Хирш махнул продавцу в белом халате за стойкой драгстора, где мы доедали свои гамбургеры.

— Ничего не могу с собой поделать, — пожаловался он. — Эти ребята до сих пор напоминают мне врачей, а драгстор — аптеку. Даже гамбургеры на мой вкус отдают хлороформом. Тебе не кажется?

— Нет, — сказал я.

Он усмехнулся.

— Что-то мы сегодня наговорили много пустых слов. Ты тоже внес свою лепту. — Он посмотрел мне в глаза. — Ты счастлив?

— Счастье? — проговорил я. — Знать бы, что это такое. Я лично не знаю. И не особенно стремлюсь узнать. По-моему, я бы понятия не имел, куда с ним деваться.

Мы вышли на улицу. Мне вдруг почему-то стало страшно за Хирша. Как-то никуда он не вписывался. А меньше всего в свой магазин электротоваров. Он же в своем роде конкистадор. Но куда податься в Нью-Йорке еврею-конкистадору, если военный комиссариат уже отсеял его за непригодностью?

Джесси возлежала на тахте в нежно-розовом халате, воплотившем дерзновенную мечту бруклинского портняжки об одеянии китайского мандарина.

— Ты как раз вовремя, Людвиг, — сказала она. — Завтра меня отправляют на заклание.

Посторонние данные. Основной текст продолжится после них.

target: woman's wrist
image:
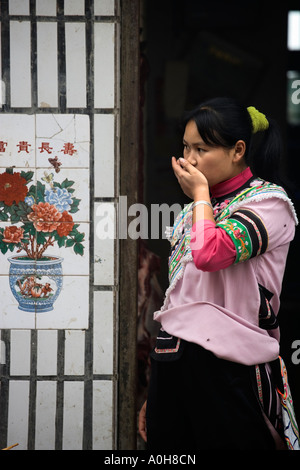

С красным лицом и горячечным блеском в глазах, Джесси источала натужную, бодряческую жизнерадостность. При этом ее округлая детская мордашка застыла от страха, который она тщетно силилась в себе заглушить. Казалось, страх передался даже волосам — они буквально встали дыбом вокруг всей головы и торчали на затылке, словно кудряшки перепуганной негритянки.

— Брось, Джесси, — сказал Равич. — Вечно ты все преувеличиваешь. Заурядное обследование. На всякий случай.

— На какой всякий случай? — встрепенулась Джесси.

— На случай заболевания. Мало ли у человека болячек.

— На случай какого заболевания?

— Да не знаю я, Джесси! Я же не ясновидящий. Для того мы тебя и оперируем. Но я скажу тебе всю правду.

— Точно скажешь?

— Точно скажу.

Джесси дышала мелко и часто. Чувствовалось, что Равичу она не вполне верит. И спрашивает его, наверное, уже в двадцатый раз.

— Хорошо, — сказала она наконец и обратилась ко мне. — Ну, что ты скажешь про Париж?

— Он свободен, Джесси. — Я правда не знал, что еще сказать.

— Все-таки я дожила, — пробормотала она чуть слышно.

Я кивнул.

— И до освобождения Берлина доживешь, Джесси.

Она помолчала немного.

— Ты лучше съешь чего-нибудь, Людвиг. В Париже ты вечно ходил голодный. Там мои двойняшечки кофе приготовили и пирог. Мы сегодня не будем грустить. Все так быстро накатило. Сперва Париж, потом это. И прошлое вдруг совсем рядом. Как будто вчера. Но ты не думай об этом! А скажи, какое хорошее все же было время, несмотря ни на что, особенно по сравнению… — Она кивнула на тахту и на себя, лежачую. — Ладно, иди скорее, выпей кофе, Людвиг. Кофе свежий. Вон, Равич уже побежал. — Она вся подалась ко мне с видом заговорщицы. — Я ему не верю! — прошептала она. — Ни единому слову!